Sampai di tengah perjalanan mendaki. Saya berhenti sejenak. Sekedar melihat indahnya kota Jember dari ketinggian Gumuk Kerang. Lalu tancap gas lagi. Saya tidak sabar melihatnya dari puncak. Dengan nafas terbata bata, saya sampai terlebih dahulu di puncak. Kota jember terlihat sangat jelas dari ketinggian. Pandangan saya melihat Jember bisa lebih bebas. Gunung Argopuro dan Semeru begitu tampak jelas dan eksotik. Bila melihat di bagian timur Gumuk Kerang, hamparan sawah terlihat seperti lukisan. Petak-petak sawah seperti puzzle  warna-warni.    

Kami bertiga duduk berselonjor menghadap barat. Memandang kota Jember dengan bebas sambil menunggu sunset. Angin berhembus semilir mengeringkan keringat dan menyembuhkan lelah. Jarang-jarang saya bisa merasakan segarnya oksigen seperti ini. Benar-benar murni. Tidak bercampur asap knalpot kendaraan. 

Bukti berada di atas Gumuk Kerang :). (Dok. Budi)

Pemandangan kota Jember dari puncak Gumuk Kerang. (Dok. oleh Dian Cetar)

Di puncak Gumuk Kerang terdapat jambu mete. Bila di kampung saya disebut jambu mente.Telihat sangat natural. Semoga saja tidak ada pendaki yang mengotori dengan meninggalkan sampah. Saya melihat ada bekas tumpukan kayu yang dibakar. Sepertinya ada yang baru menginap. Untung saja tidak ada sampah tertinggal. Berarti yang mendaki orang yang sadar kebersihan lingkungan dan berpendidikan tuuh  :).

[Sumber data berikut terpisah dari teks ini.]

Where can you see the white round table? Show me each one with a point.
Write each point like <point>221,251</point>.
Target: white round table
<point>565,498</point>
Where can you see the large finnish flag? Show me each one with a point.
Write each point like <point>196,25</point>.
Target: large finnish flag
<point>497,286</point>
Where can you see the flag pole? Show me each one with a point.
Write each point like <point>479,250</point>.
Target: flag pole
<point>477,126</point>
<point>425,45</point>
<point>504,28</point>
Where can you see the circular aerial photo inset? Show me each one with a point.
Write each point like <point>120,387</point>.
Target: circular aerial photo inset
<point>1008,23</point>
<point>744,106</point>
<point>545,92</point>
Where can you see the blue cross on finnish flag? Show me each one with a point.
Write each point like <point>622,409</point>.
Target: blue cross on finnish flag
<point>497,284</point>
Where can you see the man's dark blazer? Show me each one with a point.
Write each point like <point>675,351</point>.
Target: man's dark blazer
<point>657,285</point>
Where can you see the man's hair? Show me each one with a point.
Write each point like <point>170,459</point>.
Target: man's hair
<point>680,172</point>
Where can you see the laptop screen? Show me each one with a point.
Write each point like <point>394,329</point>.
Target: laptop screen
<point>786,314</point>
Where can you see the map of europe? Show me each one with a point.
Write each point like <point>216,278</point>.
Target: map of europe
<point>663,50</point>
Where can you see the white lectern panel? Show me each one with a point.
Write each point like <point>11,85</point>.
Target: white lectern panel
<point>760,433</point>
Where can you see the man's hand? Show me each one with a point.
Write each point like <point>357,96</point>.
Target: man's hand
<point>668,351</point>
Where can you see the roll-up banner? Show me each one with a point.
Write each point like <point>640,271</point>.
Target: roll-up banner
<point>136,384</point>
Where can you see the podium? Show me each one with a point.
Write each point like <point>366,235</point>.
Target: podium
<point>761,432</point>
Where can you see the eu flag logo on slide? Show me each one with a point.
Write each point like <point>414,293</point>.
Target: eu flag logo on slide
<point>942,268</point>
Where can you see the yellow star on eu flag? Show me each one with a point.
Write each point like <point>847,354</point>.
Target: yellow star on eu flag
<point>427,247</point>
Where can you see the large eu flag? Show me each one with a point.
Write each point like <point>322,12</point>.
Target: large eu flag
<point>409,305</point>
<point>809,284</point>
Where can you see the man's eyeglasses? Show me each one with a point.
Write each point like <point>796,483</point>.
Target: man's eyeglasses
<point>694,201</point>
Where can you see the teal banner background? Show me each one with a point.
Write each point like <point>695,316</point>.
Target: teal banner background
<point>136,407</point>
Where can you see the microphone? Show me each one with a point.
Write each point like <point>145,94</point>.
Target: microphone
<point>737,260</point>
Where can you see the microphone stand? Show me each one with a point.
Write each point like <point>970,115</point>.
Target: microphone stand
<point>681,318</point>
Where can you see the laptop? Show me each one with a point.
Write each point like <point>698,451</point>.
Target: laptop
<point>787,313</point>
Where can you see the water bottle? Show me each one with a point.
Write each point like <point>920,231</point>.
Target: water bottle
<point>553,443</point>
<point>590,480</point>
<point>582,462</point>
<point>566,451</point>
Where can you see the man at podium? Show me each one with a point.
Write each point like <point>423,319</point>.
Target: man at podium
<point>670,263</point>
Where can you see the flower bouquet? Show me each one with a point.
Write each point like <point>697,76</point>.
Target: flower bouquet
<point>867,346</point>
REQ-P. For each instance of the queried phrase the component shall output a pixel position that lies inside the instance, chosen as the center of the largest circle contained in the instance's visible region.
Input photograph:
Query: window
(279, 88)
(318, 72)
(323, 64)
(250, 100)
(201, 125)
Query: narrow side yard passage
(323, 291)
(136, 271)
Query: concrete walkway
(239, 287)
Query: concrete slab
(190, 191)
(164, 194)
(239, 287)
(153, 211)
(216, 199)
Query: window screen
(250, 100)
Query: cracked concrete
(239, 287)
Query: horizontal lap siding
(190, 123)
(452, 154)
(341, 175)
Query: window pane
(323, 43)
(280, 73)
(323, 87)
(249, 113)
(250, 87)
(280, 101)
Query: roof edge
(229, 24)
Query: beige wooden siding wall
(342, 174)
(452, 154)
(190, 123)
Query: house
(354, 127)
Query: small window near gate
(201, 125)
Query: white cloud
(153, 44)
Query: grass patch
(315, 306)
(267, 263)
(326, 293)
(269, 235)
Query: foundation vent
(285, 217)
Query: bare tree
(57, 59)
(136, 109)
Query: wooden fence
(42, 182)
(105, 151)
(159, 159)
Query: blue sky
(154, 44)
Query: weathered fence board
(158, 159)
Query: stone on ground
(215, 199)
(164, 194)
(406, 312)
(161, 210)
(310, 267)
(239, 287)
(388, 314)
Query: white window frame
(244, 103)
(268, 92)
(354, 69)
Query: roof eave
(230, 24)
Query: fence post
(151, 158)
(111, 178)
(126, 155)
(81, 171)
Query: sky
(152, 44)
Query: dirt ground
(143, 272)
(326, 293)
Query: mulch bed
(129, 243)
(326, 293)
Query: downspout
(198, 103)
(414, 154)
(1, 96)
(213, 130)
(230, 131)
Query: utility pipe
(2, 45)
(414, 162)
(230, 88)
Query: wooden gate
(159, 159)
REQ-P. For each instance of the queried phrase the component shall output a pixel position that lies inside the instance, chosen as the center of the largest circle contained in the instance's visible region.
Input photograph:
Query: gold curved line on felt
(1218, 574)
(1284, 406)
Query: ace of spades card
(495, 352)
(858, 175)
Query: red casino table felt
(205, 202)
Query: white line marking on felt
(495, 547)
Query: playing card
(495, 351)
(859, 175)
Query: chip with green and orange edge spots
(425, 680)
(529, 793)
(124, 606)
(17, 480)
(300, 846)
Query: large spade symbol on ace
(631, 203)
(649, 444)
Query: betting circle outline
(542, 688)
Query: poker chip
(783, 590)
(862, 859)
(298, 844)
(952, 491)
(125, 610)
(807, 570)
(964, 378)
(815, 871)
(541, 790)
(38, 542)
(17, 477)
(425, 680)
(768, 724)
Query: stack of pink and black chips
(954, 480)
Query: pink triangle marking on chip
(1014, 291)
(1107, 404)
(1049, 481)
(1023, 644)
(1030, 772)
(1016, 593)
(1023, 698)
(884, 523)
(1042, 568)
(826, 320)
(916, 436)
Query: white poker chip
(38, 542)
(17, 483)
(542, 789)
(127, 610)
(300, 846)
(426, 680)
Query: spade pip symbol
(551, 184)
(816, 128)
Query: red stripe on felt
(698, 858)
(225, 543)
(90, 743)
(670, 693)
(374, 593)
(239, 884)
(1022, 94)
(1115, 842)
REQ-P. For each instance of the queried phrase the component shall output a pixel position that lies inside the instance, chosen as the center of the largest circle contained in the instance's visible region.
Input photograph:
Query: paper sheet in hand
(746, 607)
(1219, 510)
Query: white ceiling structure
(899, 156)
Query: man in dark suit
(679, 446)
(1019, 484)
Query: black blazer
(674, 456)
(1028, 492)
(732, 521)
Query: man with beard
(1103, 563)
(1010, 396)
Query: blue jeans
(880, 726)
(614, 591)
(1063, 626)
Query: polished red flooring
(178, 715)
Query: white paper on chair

Seperti biasa, dalam moment seperti ini kami menyempatkan diri untuk dokumentasi diri. Meski Budi pada mulanya berlagak acuh tidak mau difoto. Pada akhirnya dia yang paling bersemangat, saat Dian Cetar bilang kalau baterai Hp-nya sudah mulai habis. Budi sampai foto loncat-loncat. Menunjukkan kegirangannya. 
Budi sedang meloncat. (Dok. oleh Dian Cetar).


Kami pulang sekitar pukul 16.00 WIB. Dengan estimasi waktu sampai di Macapat sudah mendekati Maghrib. Saat perjalanan turun, saya beberapa kali terpeleset. Selain jalan yang berkerikil (barangkali sudah ter-erosi), sudah sangat jarang terdapat tanaman liar sebagai pegangan. Masak, tanaman sengon yang masih kecil mau saya jadikan pegangan. Kalau rusak, siapa yang tanggungjawab. 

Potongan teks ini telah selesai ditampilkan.